New Jersey fought on the side of the Union in the Civil War but, according to Jim Gigantino, professor of history at the University of Arkansas, New Jersey was the most enthusiastic Northern state when it came to holding on to slavery years after other Northern states had ended it. Just before the end of the Civil War, New Jersey even voted down the Thirteenth Amendment abolishing slavery, only voting to ratify it in 1866, after the end of the Civil War and Lincoln’s assassination.
Gigantino, author of the recently released book The Ragged Road to Abolition: Slavery and Freedom in New Jersey 1775-1865, says that, after the Civil War, New Jersey obscured its well-established support of slavery by choosing to “memorialize things about the end of slavery. So when we talk about slavery in modern times we talk about emancipation or abolition of slavery,” Gigantino says. “This is a purposeful reinvention of New Jersey as part of the free North narrative of participation in the underground railroad, participating in this freedom process.”

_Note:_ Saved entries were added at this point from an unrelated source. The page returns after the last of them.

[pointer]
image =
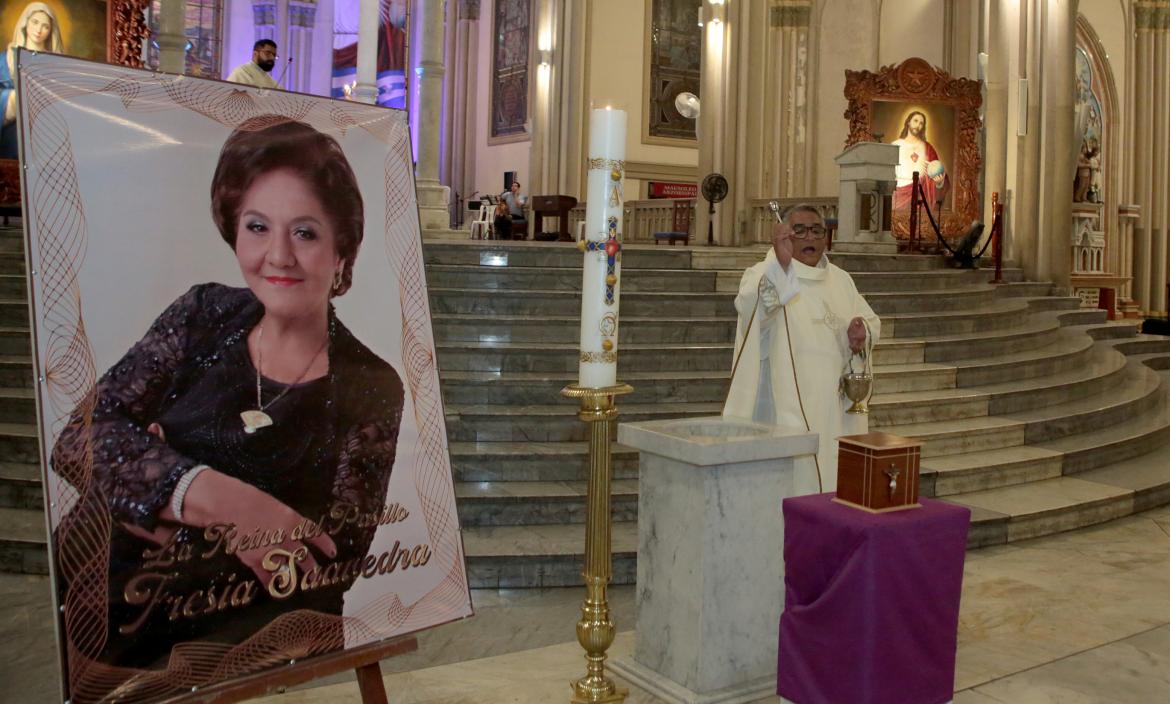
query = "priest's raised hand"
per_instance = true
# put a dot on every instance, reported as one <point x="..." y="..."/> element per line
<point x="857" y="335"/>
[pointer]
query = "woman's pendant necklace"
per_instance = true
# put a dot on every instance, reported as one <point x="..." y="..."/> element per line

Professor Gigantino says his new research indicates that as many as four hundred African-Americans remained in some form of slavery at the end of the Civil War, not the reported eighteen long accepted in the historical record.
The local Mendham Township Committee is now in the process of subdividing off the Pitney homestead for residential development. Perhaps, before the structures on the Pitney Farm are demolished, we owe it to future generations to permit an archaeological dig at the site to find out more out about the shadow history we keep ignoring. We have already lost enough history.
Rico says this was forwarded by Kema Thornton, she of the on-line Slavery Museum.